First, you are assuming that you will every be aware.
While it is entirely within the realm of possibility that you could hide fudging forever, I have never seen anyone do it. And it would be kind of creepy to be playing every week with someone who lied to you.
Second, unless you know HOW the DM fudges, you don't know any such thing.
Incorrect: any fudging in any direction means my decisions matter less.
So now something that I've never done in my life is a habit? What nonsense are you going to tell me next? I can't wait.
I don't understand. In your example: a fictional GM is fudging (we are using "you" as verbal shorthand for the example). I am telling you the consequences of that. None of this has anything to do with your biography.
Extreme bad luck has nothing to do with your actions. Sorry.
It completely does: choosing to play D&D means choosing to play a game where fights might happen and you might take x damage from y spell and z chance of failing a save etc. The extreme bad luck result is part of the rules of the game.

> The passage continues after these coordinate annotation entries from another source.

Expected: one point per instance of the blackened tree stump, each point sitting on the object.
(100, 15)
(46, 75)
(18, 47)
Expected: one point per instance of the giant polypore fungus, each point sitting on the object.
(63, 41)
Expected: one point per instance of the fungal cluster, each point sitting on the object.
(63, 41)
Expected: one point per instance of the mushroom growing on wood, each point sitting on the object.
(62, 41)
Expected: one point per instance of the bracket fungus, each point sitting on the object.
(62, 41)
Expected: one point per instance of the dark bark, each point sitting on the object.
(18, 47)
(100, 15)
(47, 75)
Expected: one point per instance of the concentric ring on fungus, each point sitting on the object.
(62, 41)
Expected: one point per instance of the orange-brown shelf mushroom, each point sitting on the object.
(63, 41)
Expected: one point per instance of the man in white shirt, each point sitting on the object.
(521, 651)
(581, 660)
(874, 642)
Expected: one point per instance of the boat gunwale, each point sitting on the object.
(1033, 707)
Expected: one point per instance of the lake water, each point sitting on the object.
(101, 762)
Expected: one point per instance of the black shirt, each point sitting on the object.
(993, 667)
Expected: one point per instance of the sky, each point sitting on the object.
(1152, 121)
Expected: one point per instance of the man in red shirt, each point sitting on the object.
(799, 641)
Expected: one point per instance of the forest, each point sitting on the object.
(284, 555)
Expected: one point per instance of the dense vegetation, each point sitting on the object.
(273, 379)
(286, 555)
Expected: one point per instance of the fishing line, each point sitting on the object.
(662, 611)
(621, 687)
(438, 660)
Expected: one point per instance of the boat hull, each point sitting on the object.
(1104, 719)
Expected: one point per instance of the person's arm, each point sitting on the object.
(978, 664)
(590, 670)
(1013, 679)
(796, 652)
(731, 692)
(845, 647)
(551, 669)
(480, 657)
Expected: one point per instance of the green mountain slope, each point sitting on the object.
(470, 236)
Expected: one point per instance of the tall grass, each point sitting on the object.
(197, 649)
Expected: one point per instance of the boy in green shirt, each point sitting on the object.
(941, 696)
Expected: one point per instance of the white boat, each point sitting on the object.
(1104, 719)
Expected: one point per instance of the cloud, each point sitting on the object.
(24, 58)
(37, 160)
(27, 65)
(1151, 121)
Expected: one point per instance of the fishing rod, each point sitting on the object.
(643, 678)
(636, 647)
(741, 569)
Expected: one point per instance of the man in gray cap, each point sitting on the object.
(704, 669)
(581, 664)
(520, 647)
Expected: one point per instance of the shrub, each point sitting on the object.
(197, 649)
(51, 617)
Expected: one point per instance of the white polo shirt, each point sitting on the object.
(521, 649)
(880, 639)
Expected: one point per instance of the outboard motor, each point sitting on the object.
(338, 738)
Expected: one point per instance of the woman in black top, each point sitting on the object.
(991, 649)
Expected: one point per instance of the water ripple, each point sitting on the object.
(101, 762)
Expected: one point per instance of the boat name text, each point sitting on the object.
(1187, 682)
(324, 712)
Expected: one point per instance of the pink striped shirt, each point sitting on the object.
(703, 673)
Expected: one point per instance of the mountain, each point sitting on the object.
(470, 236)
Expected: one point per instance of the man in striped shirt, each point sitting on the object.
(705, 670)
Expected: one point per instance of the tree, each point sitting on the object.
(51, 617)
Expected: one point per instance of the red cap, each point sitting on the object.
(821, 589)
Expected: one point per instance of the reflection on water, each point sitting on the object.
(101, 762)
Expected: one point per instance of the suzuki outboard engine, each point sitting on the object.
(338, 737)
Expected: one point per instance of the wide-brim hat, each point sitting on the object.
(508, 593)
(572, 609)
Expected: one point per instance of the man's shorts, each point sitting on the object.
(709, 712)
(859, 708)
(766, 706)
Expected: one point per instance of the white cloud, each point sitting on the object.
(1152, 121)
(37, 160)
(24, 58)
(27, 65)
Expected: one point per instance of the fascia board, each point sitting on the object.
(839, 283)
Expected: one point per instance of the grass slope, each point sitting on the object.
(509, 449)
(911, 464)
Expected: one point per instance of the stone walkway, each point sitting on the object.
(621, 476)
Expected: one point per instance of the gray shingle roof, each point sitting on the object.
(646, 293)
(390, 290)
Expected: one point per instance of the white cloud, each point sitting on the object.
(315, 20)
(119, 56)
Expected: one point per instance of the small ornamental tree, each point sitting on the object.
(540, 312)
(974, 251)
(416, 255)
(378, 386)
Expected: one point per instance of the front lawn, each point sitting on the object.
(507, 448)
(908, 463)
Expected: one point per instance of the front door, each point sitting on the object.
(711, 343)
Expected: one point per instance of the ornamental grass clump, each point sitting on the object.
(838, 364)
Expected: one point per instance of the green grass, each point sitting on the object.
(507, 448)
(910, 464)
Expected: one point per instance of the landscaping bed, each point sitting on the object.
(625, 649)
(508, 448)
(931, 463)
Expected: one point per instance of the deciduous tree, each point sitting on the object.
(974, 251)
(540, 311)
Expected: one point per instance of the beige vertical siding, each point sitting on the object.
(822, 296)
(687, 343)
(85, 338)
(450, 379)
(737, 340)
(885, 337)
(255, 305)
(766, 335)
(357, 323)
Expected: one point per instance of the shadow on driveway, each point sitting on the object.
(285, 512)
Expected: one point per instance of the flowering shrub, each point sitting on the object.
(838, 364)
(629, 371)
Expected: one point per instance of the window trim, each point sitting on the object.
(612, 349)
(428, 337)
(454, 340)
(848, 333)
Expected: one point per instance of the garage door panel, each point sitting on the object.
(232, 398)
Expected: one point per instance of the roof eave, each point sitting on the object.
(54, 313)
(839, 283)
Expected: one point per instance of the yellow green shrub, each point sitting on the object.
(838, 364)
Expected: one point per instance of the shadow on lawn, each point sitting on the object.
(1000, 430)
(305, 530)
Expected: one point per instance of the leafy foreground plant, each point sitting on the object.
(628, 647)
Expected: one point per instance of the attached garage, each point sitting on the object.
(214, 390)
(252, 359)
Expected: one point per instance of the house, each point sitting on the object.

There ARE games where extreme bad luck cannot result in death. Or house rules that can mitigate it (allowing 1 reroll per game, for instance). If I have chosen not to play one of those games or not to play with said house rules then I have 100% chosen to play in a game where extreme bad luck can kill me (or do all kinds of other things I may or may not want in the sort term). If I didn't want that, I would be playing a different game.
I have chosen, as a player, a level of caution equal to the 1 in 20 chance of a crit (or whatever the chance in the system is).
Taking a monster's Natural 20 away from me is negating my choice to play a risky game.